Pour libérer les Libanais des statuts personnels de leurs communautés et en faire des citoyens à part entière, il faut faire de l’État la référence au lieu de la communauté. Il faut passer d’une appartenance et d’une identité communautaires à une appartenance et à une identité citoyennes libanaises. Pour ce faire, un code civil unifié du statut personnel pourrait être établi. Un mariage civil facultatif serait reconnu. Le code civil assurerait en effet la liberté, l’égalité et la dignité des citoyens libanais et la cohésion entre eux. Il intègrerait les articles de la Déclaration Universelle des Droits de l’Homme ainsi que ceux de la Déclaration des Nations Unies sur l’Élimination de la Discrimination à l’égard des femmes et ceux de la Convention internationale des droits de l’enfant. 

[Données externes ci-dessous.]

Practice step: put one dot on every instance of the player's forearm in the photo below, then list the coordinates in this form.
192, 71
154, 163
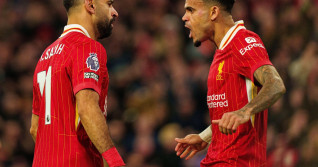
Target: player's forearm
33, 134
206, 135
273, 88
96, 128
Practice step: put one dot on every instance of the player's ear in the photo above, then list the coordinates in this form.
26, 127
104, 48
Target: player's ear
89, 6
214, 12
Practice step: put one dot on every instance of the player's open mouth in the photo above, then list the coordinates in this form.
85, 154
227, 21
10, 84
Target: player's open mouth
190, 34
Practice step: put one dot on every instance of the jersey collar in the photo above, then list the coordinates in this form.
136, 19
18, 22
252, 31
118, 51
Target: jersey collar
231, 33
74, 28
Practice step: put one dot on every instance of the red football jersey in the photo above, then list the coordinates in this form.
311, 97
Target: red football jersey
231, 86
72, 63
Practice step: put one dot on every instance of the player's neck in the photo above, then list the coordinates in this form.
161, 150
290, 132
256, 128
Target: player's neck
221, 29
85, 21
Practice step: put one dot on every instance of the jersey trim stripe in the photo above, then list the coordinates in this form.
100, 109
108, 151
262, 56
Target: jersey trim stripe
231, 33
77, 119
250, 89
74, 28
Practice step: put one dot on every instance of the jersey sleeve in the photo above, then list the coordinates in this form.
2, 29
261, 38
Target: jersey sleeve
36, 99
250, 54
88, 66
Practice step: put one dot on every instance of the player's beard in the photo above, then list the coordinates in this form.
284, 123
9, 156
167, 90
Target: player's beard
197, 43
105, 28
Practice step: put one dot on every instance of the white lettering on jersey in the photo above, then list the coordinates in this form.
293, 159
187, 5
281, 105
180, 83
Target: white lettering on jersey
217, 100
249, 47
250, 40
55, 50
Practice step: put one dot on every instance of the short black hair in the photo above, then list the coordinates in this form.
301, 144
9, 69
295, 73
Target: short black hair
68, 4
227, 4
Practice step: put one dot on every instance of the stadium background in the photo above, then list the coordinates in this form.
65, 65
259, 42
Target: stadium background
158, 79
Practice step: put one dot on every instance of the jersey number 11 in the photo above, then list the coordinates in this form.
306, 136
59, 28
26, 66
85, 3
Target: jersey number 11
45, 79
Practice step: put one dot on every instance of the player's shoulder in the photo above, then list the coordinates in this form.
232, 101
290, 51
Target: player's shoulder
246, 41
246, 36
79, 40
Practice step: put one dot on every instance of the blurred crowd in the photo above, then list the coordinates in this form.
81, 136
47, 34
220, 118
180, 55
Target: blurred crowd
158, 78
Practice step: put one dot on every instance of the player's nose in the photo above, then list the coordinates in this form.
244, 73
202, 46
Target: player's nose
114, 13
185, 18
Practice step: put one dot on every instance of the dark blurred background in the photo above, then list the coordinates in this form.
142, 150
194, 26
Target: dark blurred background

Au Liban, il y a un peu moins de 2 000 villages avec très peu de villages mixtes sunnite-chiite, sunnite-druze, chiite-druze. En revanche, les chrétiens vivent avec les sunnites, les chiites, les druzes et les alaouites sur toute l’étendue du territoire national. Ils sont un facteur de paix, d’unité et de stabilité et jouent un rôle de « tampon » entre les différentes communautés musulmanes. La culture de « l’acceptation de l’autre partenaire » et du « vivre ensemble » est rendue possible par la présence chrétienne. Chrétiennes, chrétiens, il faut se réveiller ! Le Liban a besoin qu’on reprenne le rôle fondateur et historique qu’on a eu dans la création de l’État du Grand-Liban il y a près de 100 ans. Nous devons renforcer notre participation afin de renouveler ce Rêve libanais et de bâtir un État fort, libre et moderne sur les 10 452 km2, qui garantirait à tous les Libanais de vivre en toute liberté, égalité, sécurité et dignité.